So the additions of Mike Elias and Sig Mejdal will bring the Orioles up to speed with analytics. The team, over time, will no doubt become one of the top clubs at making data-driven decisions.
But while analytics have been used by teams to attempt to make good decisions for the future as they evaluate players, the next area of influence is likely to come on game day. And during the game. This is happening now to some degree, and maybe for some teams to a very large degree.
Teams are using the analytics to help players in the moment. The scouts and scouting reports can tell us which pitches a pitcher throws and his velocity and so forth, but the analytics can dig deeper. When he allows homers, does that come off certain pitches? Does it come in certain counts? If a pitcher is struggling his last three or four starts, why is that? What should batters focus on tonight when they face him?
Maybe the data can tell us that a pull hitter has suddenly been going the opposite way a lot in the last few weeks and it’s time for the defense to rethink its positioning against him.

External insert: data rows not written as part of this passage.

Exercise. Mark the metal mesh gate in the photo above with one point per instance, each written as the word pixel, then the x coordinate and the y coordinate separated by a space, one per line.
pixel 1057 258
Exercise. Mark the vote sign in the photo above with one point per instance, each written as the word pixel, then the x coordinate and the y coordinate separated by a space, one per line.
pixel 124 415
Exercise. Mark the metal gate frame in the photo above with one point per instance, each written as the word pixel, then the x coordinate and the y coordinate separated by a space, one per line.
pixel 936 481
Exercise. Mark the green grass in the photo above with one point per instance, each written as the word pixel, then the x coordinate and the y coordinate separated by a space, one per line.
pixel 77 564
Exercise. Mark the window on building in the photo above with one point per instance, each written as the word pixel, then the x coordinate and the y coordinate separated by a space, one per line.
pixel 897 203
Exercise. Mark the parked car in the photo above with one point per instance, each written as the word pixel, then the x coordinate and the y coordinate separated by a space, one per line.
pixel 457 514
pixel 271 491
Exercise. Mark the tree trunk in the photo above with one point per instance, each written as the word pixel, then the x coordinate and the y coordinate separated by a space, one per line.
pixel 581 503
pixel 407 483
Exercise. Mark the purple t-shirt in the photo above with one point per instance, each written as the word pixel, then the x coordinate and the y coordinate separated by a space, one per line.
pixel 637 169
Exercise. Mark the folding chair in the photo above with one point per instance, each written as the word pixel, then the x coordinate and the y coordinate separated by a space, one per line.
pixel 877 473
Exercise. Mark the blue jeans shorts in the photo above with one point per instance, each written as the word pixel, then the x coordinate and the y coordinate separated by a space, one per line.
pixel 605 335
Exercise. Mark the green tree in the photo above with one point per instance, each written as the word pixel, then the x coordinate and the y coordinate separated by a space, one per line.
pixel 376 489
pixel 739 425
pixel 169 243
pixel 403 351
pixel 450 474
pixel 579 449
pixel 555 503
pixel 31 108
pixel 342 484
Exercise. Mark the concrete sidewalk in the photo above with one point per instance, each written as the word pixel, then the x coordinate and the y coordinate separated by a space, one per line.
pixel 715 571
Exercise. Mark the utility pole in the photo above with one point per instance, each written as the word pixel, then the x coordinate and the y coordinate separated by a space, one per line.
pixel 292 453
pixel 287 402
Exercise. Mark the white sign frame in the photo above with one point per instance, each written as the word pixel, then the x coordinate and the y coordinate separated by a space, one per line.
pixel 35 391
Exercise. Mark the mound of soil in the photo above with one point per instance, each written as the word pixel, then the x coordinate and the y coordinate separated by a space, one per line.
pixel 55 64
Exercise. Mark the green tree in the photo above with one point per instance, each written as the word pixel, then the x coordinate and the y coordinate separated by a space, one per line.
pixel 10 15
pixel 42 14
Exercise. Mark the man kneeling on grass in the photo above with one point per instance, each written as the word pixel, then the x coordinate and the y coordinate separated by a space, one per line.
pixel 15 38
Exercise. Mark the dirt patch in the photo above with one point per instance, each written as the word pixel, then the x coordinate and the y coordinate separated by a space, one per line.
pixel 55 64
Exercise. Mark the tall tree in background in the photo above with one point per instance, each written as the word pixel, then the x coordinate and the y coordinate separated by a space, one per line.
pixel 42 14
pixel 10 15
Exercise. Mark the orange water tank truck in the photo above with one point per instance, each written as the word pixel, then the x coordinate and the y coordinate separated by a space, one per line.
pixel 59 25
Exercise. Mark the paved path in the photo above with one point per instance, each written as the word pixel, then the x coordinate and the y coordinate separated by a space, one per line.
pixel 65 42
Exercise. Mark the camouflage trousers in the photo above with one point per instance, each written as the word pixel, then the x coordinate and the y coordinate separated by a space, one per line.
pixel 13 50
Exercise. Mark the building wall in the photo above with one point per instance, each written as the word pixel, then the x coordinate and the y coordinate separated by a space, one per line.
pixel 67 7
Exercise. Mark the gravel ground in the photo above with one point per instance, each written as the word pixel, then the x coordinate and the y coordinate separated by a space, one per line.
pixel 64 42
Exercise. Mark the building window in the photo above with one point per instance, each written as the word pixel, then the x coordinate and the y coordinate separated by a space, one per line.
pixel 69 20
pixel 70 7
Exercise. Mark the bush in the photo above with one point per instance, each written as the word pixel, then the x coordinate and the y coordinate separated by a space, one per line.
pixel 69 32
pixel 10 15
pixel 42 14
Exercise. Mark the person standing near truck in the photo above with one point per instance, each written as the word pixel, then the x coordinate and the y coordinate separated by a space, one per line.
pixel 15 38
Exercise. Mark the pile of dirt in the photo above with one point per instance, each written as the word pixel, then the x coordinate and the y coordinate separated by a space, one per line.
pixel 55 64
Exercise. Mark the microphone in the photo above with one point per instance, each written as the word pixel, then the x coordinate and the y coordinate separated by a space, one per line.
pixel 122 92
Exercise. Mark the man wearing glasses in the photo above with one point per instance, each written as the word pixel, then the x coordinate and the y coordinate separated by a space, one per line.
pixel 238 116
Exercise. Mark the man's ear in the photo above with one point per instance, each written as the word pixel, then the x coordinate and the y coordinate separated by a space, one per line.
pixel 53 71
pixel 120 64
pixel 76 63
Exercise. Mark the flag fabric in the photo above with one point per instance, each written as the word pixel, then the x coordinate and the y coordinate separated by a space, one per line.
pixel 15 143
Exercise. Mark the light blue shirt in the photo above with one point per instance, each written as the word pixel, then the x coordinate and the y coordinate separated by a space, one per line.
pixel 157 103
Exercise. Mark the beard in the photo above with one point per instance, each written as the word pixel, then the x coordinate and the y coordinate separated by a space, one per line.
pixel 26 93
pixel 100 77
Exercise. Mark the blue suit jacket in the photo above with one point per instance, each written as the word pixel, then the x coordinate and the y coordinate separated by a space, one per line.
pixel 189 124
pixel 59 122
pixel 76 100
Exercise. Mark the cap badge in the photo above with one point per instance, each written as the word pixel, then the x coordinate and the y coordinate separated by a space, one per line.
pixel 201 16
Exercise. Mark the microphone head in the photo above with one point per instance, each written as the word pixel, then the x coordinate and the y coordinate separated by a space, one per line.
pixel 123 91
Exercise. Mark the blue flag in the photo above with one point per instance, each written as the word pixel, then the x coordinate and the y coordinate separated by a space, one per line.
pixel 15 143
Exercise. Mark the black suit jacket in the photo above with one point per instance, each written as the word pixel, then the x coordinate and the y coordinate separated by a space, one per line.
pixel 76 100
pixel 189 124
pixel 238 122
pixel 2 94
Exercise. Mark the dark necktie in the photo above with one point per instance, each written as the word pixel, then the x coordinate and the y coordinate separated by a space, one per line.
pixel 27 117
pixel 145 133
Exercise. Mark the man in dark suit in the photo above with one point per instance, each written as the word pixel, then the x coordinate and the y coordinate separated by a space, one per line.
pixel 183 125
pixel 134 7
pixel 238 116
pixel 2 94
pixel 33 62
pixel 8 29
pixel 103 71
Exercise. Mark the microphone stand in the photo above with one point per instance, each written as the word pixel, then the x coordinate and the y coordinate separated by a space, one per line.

Maybe the data can tell us that a good fastball hitter has suddenly been making more outs against 95-plus mph fastballs the last few weeks, so tonight’s pitchers should focus more on that than be concerned about his track record of mashing fastballs.
It is analytics in the moment, if you will, and it is what is coming next and/or is there now among some of the most data-based teams.
This was discussed recently in a conversation on MLB Network. Former big leaguer Carlos Peña is a big believer in the data and was asked that question: What is to come next among analytics?
“This is a very important question,” Peña said. “Because now that every single team is on board as far as sabermetrics and analytics is concerned and there is this information war going on, now what? What is the advantage? Maybe earlier on, the team that got ahead had a distinct advantage, but not anymore. So now what is coming?
“I think the next frontier is liquid analytics. Which means analytics that help you immediately, in the moment. Doing things in the moment to win the ballgame or orchestrate a good plan for an at-bat. What do you do to face a certain pitcher that came out of the ‘pen at that moment? That is where the next frontier is.
“I think analytics that is based on historical data will take a slight back seat, and we have to move on to how to utilize and apply the information in the moment.”
A reunion for Schoop?: If the Milwaukee Brewers do, in fact, non-tender former Oriole Jonathan Schoop later today, the second baseman will become a free agent. He could be signed for less - perhaps much less - than the projected $10.1 million he would have gotten through arbitration. A report yesterday indicated there is a “strong possibility” of a non-tender today for Schoop. Tonight is the deadline for teams to tender contracts to arbitration-eligible players for the 2019 season.
On July 31, the Brewers traded pitcher Luis Ortiz, infielder Jonathan Villar and minor leaguer Jean Carmona to Baltimore to get Schoop. Schoop had been in a big slump for the Orioles, but in July he broke out to hit .360. But whatever he did to get his bat finally going, it didn’t carry over for him with the Brewers. He batted .202/.246/.331 in 134 plate appearances for Milwaukee. He was such a disappointment that he didn’t start for the club in the postseason.
If he gets non-tendered today, do the Orioles go after their former second baseman? Could Schoop return and this time play without Manny Machado? He had a breakout 2017 for the Orioles, batting .293/.338/.503 with 32 homers and 105 RBIs. He finished 12th in the American League vote for the MVP.
But then came 2018 and mostly struggles for the kid with the big smile. Schoop can be a free agent after the 2019 season, but if the Brewers cut him loose today he’ll need to find a team where he can re-ignite his career. Maybe that place could be where it all started for him.